Bahn-News: Dla Roberta Förstemanna zima nie była taka, jak sobie tego życzył. Cios w kark przyszedł wraz z mundialem w Hongkongu, gdzie brązowa medalistka olimpijska z 2012 roku ponownie zawiodła i straciła ostatnią szansę na miejsce w kadrze na Rio. Teraz Turyngczyk pociąga za linkę i kończy sezon po sześciodniowym wyścigu w Berlinie. Potrzebuje przerwy - mówi.
Jedenaście lat uprawiania sportu wyczynowego, bez przerwy, 24 godziny na dobę, siedem dni w tygodniu – to wyczerpuje wszystkich psychicznie i fizycznie. Robert Förstemann był na szczycie światowego sportu lekkoatletycznego przez prawie dekadę, ale teraz wydaje się, że nadszedł czas na przerwę. „Nie mogę teraz polegać na swoim ciele” mężczyzna o grubych udach jest trzeźwy. Obóz treningowy w Kolorado w październiku zeszłego roku był jego zgubą. Förstemann przyjechał przeziębiony, kierowany ambicjami i nie bacząc na swój organizm, starał się jakoś opanować sytuację lekami. Konsekwencja: Opóźnił infekcję, stracił prawie 10kg masy mięśniowej i był kompletnie bez formy. „Nigdy się z tego nie otrząsnąłem” Förstemann przyznaje się do berlińskiego Kuriera.
Po opuszczeniu kwalifikacji olimpijskich zakreślił granicę - między innymi zakończył też współpracę ze swoim trenerem Emu Raaschem.

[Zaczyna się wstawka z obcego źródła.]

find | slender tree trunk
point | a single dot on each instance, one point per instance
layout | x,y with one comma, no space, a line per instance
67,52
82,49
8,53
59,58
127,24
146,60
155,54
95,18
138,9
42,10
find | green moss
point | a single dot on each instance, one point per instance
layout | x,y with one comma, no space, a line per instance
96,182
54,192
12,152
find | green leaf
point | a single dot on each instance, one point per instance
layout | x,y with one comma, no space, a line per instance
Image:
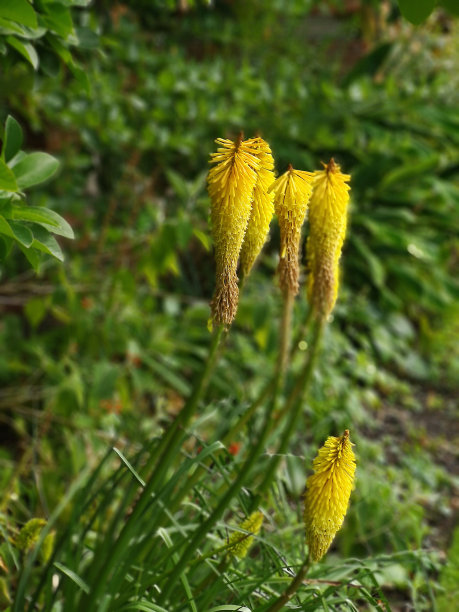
20,11
451,5
416,11
25,49
7,178
34,169
48,218
21,233
32,256
12,141
73,576
369,64
16,230
35,310
43,241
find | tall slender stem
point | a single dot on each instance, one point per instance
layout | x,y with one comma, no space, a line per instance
291,589
285,333
292,407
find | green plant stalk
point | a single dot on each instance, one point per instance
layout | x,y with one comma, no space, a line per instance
291,589
244,472
293,409
167,450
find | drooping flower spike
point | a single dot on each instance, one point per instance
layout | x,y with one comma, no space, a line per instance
327,493
230,183
291,191
262,208
239,542
327,223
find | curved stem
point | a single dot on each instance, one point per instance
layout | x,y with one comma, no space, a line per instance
291,589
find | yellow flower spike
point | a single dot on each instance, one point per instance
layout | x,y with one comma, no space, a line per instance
327,493
29,534
239,542
230,185
327,222
291,191
262,208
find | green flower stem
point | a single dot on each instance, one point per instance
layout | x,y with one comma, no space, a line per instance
167,451
303,330
251,459
291,589
292,407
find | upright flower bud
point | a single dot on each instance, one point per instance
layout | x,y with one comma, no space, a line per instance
230,185
291,191
240,542
327,493
262,208
327,223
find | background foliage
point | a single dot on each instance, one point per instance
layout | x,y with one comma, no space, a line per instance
102,350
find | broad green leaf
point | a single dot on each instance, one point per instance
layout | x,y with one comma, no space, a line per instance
21,233
416,11
44,241
16,230
5,247
34,169
369,64
7,178
13,138
25,49
32,256
20,11
48,218
35,310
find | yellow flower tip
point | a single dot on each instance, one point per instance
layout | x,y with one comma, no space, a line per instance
262,208
240,542
327,493
327,221
291,192
230,184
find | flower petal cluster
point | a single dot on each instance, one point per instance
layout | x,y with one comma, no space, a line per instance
262,208
239,542
241,211
327,493
327,221
291,191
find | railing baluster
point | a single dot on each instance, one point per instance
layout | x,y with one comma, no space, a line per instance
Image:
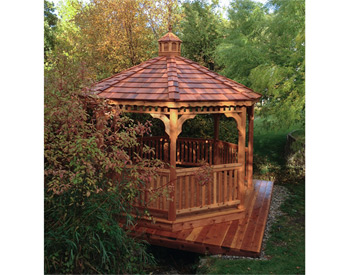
214,187
187,191
230,185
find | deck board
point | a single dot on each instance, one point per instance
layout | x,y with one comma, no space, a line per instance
241,237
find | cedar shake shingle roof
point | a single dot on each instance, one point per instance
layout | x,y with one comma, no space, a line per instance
172,78
166,78
169,37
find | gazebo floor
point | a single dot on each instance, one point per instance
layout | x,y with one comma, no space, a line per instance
238,237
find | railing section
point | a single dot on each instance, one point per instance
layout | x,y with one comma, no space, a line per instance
193,196
190,151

Förstemann podkreśla jednak, że nie powinien być kozłem ofiarnym wydarzeń: „Wiele mu zawdzięczam”. W najbliższych miesiącach 29-latek chce odpocząć psychicznie i fizycznie oraz przygotować się na przyszłość. W końcu powinno być więcej czasu dla rodziny – Förstemann ma trzyletniego syna. Po tym powinno zacząć się od nowa. „Zaczynam od zera” Berlińczyk z wyboru jest realistą – ale ma już swój następny cel: „Nie osiągnąłem wszystkiego, co mogłem osiągnąć z dystansu” mówi, z pewnością z myślą o Igrzyskach Olimpijskich w Tokio 2020.